Besides, putting women on top will have a trickle-down effect, according to her. Women are far more comfortable talking about a lot more issues -- bringing work to home, maternity, paternity etc. “Men find it immensely hard to say they want to go for a parent-teacher meeting, but women wouldn’t hesitate, and women bosses wouldn’t look down upon that. I’ll tell you this -- if my daughter has 102-degree fever, I break much faster than my husband would. I need more empathy from my bosses at that point or I will flip. Women would, thus, make it a more holistic environment,” she points out.

Manisha Girotra

In fact, Manisha believes in giving women a conscious impetus, so that they can undo the centuries of setbacks inflicted on them, and get an equal shot at winning the race. “Women should be promoted – I feel it also helps in the home ecosystem because success brings you more worth and credibility in the eyes of family as well. My daughter will learn from that want to aspire to that level someday. And women need all the help to be promoted to break away from the feudal mindsets that we have been victims of, and all of us must take responsibility. And when you show the required empathy to a woman employee, give her the required impetus, like I said, they will remember, stay fiercely loyal, and become prized employees. It's not altruism, trust me – it's good economics,” she opines.

The Manisha few know

So, Moelis is in its fifth year – India is in a good spot, there’s a lot of M&A activity, with domestic as well as international investors coming in, or Indian investors who want to buy companies overseas. Manisha has been at the helm and nexus of multitudes of big-ticket deals – like Vodafone’s acquisition of Hutchison Essar, United Spirits' buyout of Whyte & Mackey, Hindalco’s deal to acquire Novelis, or the disinvestment of public sector petrochemicals firm Indian Petrochemicals Corporation Limited and its subsequent merger with Reliance Industries.

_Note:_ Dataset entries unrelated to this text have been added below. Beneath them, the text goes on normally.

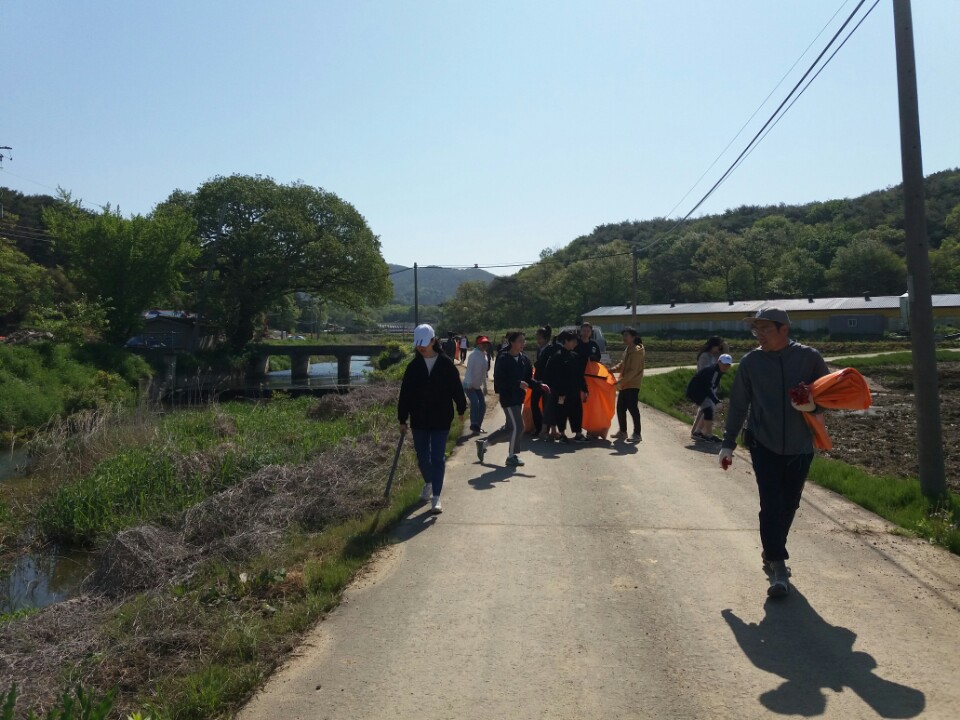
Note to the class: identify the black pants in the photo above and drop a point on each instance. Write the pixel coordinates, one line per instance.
(780, 480)
(536, 395)
(628, 401)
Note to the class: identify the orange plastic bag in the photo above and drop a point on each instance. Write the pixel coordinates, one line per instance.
(601, 402)
(844, 389)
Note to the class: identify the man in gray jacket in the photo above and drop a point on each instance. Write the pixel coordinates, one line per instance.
(780, 443)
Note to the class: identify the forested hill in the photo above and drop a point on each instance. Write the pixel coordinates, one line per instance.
(822, 249)
(434, 284)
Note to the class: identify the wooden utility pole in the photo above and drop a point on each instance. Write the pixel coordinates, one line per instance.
(416, 298)
(926, 391)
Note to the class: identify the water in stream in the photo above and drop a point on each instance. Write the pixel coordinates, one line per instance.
(44, 578)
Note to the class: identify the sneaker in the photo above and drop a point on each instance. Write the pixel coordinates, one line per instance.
(768, 566)
(779, 579)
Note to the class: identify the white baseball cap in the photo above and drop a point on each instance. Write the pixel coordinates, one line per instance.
(423, 335)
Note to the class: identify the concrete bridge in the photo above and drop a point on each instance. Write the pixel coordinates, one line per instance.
(300, 358)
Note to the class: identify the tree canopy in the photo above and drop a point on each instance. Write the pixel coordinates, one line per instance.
(261, 241)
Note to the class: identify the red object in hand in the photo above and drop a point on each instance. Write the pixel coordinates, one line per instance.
(801, 394)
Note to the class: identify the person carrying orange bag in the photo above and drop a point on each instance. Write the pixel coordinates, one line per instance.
(844, 389)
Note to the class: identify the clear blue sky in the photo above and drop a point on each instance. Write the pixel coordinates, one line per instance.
(466, 132)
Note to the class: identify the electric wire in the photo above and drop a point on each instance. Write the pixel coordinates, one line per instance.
(759, 107)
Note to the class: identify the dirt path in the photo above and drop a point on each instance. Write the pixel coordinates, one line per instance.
(621, 581)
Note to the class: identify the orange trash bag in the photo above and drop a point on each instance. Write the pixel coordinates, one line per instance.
(601, 402)
(844, 389)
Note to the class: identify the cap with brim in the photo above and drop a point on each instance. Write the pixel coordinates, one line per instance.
(423, 335)
(771, 314)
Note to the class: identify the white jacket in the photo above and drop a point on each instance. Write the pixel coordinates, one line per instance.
(476, 372)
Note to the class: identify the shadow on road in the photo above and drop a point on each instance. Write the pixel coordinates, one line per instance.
(794, 642)
(493, 475)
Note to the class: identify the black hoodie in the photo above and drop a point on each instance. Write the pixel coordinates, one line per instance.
(428, 398)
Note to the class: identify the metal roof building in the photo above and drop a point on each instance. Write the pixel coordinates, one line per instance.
(862, 315)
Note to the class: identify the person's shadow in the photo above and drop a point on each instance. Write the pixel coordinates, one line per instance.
(794, 642)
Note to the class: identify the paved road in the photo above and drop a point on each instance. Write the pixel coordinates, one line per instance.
(621, 581)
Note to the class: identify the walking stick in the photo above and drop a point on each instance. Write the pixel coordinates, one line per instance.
(393, 469)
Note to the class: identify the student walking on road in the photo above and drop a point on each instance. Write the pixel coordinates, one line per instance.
(512, 375)
(706, 356)
(780, 443)
(568, 386)
(538, 403)
(630, 368)
(428, 392)
(474, 379)
(703, 389)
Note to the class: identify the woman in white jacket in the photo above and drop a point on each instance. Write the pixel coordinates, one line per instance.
(474, 378)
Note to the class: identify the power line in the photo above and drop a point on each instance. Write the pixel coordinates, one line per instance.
(752, 116)
(761, 132)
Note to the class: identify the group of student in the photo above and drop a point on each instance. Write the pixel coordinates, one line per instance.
(762, 408)
(557, 381)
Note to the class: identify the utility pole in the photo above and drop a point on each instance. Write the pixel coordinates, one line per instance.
(925, 383)
(416, 298)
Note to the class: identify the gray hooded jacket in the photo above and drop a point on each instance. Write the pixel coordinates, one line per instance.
(760, 395)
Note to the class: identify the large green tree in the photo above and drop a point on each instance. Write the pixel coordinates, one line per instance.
(127, 265)
(262, 240)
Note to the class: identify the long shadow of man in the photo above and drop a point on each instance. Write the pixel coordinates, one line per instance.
(794, 642)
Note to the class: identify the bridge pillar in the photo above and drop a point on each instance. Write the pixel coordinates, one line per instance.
(343, 368)
(258, 367)
(299, 366)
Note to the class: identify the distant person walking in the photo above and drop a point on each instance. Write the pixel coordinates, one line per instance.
(428, 392)
(704, 390)
(706, 356)
(568, 386)
(474, 380)
(512, 375)
(538, 403)
(780, 443)
(587, 349)
(631, 375)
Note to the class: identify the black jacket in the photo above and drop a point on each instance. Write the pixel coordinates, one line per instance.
(704, 384)
(507, 374)
(428, 399)
(564, 374)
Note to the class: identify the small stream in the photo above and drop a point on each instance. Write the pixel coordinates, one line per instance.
(46, 577)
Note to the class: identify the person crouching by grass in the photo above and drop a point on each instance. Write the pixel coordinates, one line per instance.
(703, 390)
(430, 388)
(512, 375)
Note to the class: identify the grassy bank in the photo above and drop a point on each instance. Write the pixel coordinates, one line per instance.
(282, 531)
(895, 499)
(44, 380)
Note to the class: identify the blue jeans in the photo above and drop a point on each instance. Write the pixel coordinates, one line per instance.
(431, 447)
(780, 480)
(478, 406)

She is also on the advisory board of companies like Ashok Leyland, Mindtree Pvt. Ltd and Paris-based construction firm Technip. Out of these, the manufacturing company she is part of is a sea of men, and the mentorship she provides there to the women becomes especially crucial. “As a young woman, what you can do is to not feel singled out by the system as a victim. Acknowledge and accept that it will be hard, and tell yourself that there is no option but to keep going come what may, and blaze your trails while you are at it,” she says.

An avid golfer since she was little, Manisha still plays a quick nine-holes once a week, while her daughter and husband are tennis loyals. Her daughter also doubles up as her second boss and mentor. On their last holiday, she asked Manisha with a striking sense of authority, what kind of PnL Manisha was preparing for Moelis! “She is a complete insider, and is proud of the fact that I am a successful working mom. She's helped me have a pleasant work-life balance. Today, she'll be the most horrified if I was at home doing nothing,” she quips.